Enhanced SPIHT Algorithm with Pipelined Datapath Architecture Design

Serap Çekli, Ali Akman
Department of Computer Engineering, Maltepe University, Istanbul, Turkey


ABSTRACT

Set partitioning in hierarchical trees (SPIHT) is an efficient algorithm which is used for the image compression widely. SPIHT operates sequentially so, its parallel implementation is difficult. In this study, the SPIHT algorithm is improved for providing that it is suitable for the parallel processing applications, and the corresponding pipelined datapath is designed for the proposed enhanced SPIHT algorithm. The datapath is designed to have three stages as preprocessing, list generation and output stream. In the preprocessing stage, the flags which are supports the list generation stage are constituted. List of insignificant sets (LIS), list of insignificant pixels (LIP) and list of significant pixels (LSP) are formed in list generation stage. These lists contain the bit values which generate the output bit stream. The performance of the improved datapath design has been tested by compressing different images, and the obtained results are given.
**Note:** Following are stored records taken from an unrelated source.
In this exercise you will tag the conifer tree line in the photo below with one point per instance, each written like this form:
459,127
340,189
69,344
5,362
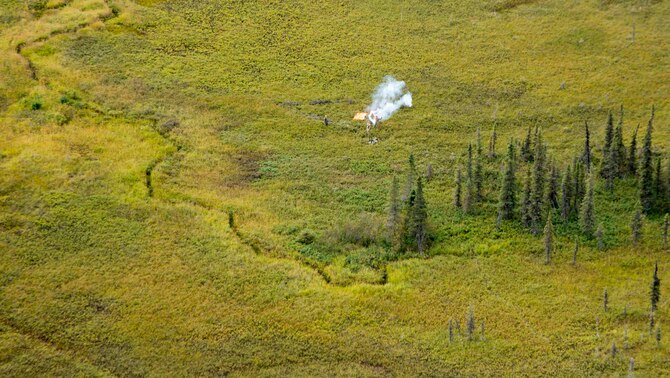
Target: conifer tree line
531,186
407,225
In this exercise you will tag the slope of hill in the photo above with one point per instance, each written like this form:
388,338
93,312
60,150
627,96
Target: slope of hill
171,202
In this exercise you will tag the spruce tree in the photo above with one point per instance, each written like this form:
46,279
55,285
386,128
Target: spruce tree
600,237
507,201
394,211
587,216
586,153
526,200
607,144
470,194
469,167
655,289
551,197
458,201
411,176
647,198
659,187
610,169
537,201
478,175
666,223
548,240
636,227
492,143
579,184
471,323
527,149
420,219
619,148
566,194
632,154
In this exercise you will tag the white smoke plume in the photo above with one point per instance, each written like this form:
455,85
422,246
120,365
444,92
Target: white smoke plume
389,96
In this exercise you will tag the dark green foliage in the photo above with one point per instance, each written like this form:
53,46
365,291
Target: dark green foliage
636,227
659,187
666,222
586,153
231,220
526,200
632,154
647,198
419,220
469,166
655,289
492,143
478,174
393,212
587,214
458,201
411,177
470,191
618,150
600,237
537,196
548,240
471,323
567,194
551,198
526,149
610,168
579,187
607,144
507,201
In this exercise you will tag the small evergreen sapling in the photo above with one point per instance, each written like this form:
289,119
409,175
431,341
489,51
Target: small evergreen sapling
600,235
636,227
647,198
458,201
655,289
587,218
548,240
471,323
666,224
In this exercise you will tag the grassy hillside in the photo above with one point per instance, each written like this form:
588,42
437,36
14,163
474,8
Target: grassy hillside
132,129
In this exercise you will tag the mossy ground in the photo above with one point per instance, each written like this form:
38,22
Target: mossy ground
102,275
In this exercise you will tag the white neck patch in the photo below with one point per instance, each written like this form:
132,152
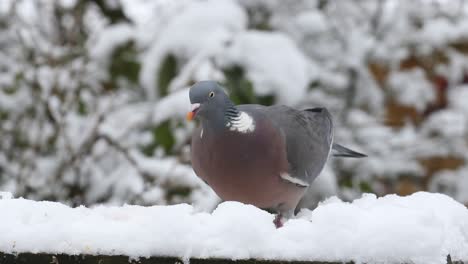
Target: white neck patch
243,123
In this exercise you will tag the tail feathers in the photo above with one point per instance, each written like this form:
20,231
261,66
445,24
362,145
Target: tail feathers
340,151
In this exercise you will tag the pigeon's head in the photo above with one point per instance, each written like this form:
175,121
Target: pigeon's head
206,97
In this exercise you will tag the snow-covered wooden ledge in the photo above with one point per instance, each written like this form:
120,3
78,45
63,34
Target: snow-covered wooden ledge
421,228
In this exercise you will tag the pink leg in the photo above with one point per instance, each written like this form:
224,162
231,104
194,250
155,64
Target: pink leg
278,221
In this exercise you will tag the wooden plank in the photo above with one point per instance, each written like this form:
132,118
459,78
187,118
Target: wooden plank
44,258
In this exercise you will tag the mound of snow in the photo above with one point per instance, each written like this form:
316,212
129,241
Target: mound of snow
421,228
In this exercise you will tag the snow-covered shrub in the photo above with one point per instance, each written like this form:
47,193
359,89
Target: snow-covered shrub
93,93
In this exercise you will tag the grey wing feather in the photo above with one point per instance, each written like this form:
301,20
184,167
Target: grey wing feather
341,151
309,137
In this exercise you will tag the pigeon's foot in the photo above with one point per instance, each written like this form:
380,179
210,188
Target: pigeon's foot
278,221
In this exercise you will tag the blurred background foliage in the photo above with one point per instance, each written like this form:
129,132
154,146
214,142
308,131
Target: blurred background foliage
93,93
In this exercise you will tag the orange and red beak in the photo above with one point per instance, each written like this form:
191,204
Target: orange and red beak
193,111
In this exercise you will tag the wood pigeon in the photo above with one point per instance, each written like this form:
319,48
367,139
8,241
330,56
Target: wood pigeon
266,156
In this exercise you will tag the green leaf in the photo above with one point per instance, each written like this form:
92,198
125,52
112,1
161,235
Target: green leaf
162,137
167,72
124,63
Keywords: SPIHT, enhanced SPIHT, image compression, pipelined datapath

Introduction

The images require large storage capacity and high transmission bandwidth resulting from including considerable information. The compression operation which provides to eliminate the redundant information is advantageous for many aspects such as storage capacity, transmission speed.

Therefore, several studies have been fulfilled for the image compression, and still much efforts continue to improve the compression performance from some different aspects. Some of these studies have been focused on wavelet transform which provides the multi resolution analysis, based compression algorithms such as embedded zero tree wavelet (EZW), set partitioning in hierarchical trees (SPIHT), optimal truncated embedded block coding (EBCOT) used in JPEG2000 standard [1-3].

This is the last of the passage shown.